特に表通りではなく、ちょっと裏に入ったあたりにある年季の入った店がいい。
値段が手ごろなことが多いし、何より長く続いているだけあって外れが少ない。
まあたまに致命的に僕の舌には合わないこともあるけれど。
「うーん。美味しかったんだけどなんか物足りないな」
今日はうどん屋に入ってみたのだけれど、きつねうどんを頼んだらきざみあげだった。
漏れた言葉通りに美味しかったのだけれど、分厚いおあげを期待していたので何だか肩透かしを食らった気分だ。
関西だときざみあげが主流なんだっけ。
「さて、また適当に見て回って……?」
人の波に乗ろうと歩き始めたところで、異様な氣を感じて足が止まる。
「……氷雨さん?」
片方は覚えのある、けれど知らないくらい巨大な姉貴分の氣だった。
それに呼応するように、こちらは覚えのないけれど知っているような氣が膨れ上がっている。
何だ? 何が起きている?
戦っているような感じじゃない。
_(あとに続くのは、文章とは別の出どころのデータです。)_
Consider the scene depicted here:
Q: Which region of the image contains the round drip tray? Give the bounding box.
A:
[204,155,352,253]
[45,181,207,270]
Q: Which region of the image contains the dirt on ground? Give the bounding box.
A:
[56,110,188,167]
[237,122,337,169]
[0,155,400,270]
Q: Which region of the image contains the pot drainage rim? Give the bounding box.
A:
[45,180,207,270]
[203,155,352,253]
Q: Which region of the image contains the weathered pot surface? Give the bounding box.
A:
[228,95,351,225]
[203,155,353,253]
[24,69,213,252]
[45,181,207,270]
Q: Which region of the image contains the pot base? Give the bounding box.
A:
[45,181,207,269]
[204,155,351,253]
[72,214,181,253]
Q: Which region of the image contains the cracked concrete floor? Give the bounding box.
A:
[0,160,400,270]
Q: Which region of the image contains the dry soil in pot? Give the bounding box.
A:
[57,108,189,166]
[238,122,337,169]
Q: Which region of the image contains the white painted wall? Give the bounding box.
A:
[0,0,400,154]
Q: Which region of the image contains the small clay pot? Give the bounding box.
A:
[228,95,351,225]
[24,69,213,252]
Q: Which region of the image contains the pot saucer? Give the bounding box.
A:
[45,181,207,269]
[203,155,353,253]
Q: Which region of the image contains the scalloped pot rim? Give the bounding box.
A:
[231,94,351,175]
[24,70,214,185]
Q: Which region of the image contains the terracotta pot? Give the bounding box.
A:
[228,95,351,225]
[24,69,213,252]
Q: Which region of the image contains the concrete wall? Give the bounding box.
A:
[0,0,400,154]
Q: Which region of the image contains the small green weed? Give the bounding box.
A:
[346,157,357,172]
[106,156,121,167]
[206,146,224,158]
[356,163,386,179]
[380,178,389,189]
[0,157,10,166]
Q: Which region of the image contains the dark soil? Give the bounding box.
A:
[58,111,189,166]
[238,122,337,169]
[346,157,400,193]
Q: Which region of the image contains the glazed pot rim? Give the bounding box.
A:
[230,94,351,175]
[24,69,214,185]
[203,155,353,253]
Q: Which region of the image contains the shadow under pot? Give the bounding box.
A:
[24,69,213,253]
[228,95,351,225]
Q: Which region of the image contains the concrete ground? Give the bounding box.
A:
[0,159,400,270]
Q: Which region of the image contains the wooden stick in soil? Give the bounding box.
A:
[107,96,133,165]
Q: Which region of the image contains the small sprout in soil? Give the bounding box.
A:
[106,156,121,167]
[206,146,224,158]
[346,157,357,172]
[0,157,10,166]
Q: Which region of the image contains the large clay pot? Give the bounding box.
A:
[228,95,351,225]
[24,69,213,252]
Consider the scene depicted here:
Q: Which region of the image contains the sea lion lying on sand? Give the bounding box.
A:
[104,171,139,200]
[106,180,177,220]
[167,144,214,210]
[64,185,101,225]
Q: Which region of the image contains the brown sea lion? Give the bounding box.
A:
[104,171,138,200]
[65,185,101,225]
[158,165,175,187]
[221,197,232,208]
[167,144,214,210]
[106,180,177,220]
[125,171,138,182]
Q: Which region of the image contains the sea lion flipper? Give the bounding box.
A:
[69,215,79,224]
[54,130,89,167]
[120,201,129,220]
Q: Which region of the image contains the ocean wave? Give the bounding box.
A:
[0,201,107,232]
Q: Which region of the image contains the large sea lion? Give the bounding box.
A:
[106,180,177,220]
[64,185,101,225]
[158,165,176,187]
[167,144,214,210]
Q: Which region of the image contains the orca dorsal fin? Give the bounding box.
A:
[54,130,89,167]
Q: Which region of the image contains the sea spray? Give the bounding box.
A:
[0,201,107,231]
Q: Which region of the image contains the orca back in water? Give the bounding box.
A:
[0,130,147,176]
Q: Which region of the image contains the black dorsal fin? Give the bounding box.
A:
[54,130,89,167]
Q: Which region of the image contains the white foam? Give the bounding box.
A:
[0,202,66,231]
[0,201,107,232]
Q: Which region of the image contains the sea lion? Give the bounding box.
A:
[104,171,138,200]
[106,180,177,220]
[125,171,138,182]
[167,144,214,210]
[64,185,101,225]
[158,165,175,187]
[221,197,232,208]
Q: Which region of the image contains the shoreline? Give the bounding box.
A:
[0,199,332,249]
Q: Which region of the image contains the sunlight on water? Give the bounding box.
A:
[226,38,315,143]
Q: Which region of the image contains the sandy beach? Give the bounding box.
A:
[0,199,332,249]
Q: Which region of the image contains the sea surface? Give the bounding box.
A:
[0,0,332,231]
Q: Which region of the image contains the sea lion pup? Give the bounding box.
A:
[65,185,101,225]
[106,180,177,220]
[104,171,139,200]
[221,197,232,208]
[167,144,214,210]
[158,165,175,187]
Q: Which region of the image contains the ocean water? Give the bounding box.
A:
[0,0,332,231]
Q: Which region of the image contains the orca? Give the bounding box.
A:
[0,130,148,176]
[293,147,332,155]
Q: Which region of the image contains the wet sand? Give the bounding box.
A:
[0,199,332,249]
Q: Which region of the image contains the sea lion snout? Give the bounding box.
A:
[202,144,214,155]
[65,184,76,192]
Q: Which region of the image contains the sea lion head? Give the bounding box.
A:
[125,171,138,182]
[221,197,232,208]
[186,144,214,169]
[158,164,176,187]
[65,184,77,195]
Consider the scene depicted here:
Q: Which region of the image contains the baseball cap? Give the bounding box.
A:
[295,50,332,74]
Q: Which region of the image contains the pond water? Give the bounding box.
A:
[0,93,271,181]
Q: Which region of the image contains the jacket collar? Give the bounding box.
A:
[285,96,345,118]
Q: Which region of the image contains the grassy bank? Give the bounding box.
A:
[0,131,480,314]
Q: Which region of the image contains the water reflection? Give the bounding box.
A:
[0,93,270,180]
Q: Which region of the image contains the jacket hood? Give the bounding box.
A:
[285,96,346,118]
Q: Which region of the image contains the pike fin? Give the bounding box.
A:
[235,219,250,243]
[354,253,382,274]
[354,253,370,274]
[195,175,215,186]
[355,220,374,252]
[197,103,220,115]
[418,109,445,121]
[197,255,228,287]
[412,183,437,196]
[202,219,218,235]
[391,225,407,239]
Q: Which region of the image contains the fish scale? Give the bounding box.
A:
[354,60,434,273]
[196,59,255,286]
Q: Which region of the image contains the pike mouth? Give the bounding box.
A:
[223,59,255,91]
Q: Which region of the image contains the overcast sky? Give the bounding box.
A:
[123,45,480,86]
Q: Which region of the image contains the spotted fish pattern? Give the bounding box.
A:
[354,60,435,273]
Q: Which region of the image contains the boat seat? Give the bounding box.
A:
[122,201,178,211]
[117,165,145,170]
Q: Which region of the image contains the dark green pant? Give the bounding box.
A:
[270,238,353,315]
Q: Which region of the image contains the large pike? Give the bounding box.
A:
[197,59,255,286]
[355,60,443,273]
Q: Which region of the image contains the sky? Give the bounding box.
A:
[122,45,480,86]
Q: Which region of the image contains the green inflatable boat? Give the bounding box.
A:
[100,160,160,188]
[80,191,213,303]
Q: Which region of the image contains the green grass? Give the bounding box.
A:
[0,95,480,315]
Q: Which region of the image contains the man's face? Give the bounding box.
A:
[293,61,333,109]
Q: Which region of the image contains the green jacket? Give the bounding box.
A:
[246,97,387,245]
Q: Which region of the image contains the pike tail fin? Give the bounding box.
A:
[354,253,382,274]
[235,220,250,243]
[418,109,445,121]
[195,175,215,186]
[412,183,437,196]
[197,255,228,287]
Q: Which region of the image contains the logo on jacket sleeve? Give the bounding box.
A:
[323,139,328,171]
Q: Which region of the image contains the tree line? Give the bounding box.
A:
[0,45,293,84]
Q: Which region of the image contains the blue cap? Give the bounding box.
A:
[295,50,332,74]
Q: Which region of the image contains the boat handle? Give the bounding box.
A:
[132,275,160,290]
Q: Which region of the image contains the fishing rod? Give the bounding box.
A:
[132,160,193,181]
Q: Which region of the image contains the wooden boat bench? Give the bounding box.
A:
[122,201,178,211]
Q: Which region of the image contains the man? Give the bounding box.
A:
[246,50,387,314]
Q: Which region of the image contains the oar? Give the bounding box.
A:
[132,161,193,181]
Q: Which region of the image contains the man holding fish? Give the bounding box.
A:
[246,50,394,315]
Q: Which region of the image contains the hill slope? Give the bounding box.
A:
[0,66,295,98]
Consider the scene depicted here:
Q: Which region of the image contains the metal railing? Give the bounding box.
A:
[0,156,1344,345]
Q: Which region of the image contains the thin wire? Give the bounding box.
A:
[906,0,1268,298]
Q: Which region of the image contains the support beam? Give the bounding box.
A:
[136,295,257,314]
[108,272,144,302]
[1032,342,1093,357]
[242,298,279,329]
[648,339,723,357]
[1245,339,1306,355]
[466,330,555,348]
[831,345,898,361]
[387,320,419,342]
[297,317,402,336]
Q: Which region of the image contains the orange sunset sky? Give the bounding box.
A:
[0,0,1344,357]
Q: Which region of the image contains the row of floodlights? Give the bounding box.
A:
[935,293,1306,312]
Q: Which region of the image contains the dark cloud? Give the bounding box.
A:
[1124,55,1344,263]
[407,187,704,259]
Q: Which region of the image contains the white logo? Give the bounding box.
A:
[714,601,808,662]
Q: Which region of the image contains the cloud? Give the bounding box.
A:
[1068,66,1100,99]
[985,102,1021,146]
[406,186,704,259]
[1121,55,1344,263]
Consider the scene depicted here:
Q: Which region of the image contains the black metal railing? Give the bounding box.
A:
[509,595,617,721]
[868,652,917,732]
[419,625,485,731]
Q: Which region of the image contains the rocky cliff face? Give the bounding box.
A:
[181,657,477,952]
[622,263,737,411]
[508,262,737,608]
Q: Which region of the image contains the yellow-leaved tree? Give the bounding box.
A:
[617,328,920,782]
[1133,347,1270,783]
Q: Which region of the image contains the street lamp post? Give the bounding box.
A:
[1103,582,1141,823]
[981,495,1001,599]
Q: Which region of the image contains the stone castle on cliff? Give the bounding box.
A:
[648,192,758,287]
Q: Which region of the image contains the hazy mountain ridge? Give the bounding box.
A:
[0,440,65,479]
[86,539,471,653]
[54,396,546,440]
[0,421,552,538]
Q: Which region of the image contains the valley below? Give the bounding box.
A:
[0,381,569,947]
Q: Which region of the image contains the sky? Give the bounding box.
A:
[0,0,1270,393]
けれど街中でこんなに氣を高めるなんて異常だ。
「……」
少し考えて、僕は意を決して氷雨さんたちの氣のほうへと足を進めた。
危ないかもしれない。もし戦いになれば、僕は間違いなく足手まといになる。
しかし姿見くんの気配が読めなくなるという異能の効果はまだ残っている。
気付かれないように接近し、やばそうならすぐ逃げる。
他にもいろいろな状況を想定しながら氣のほうへと歩いていけば、そこは以前にも結木さんやクロと出会った神社だった。
何でこんなところで?
そう思いながら入口の石柱に身を隠し境内の様子を窺う。
「……」
そこに居たのは予想通り氷雨さんと、予想外にも斎院さんだった。
二人して無言で向き合い、高めた氣をぶつけ合うように放出している。
どういう状況だこれ。
というか氷雨さんの本気の氣のでかさも予想外だけれど、それに対抗できてる斎院さんも予想外だ。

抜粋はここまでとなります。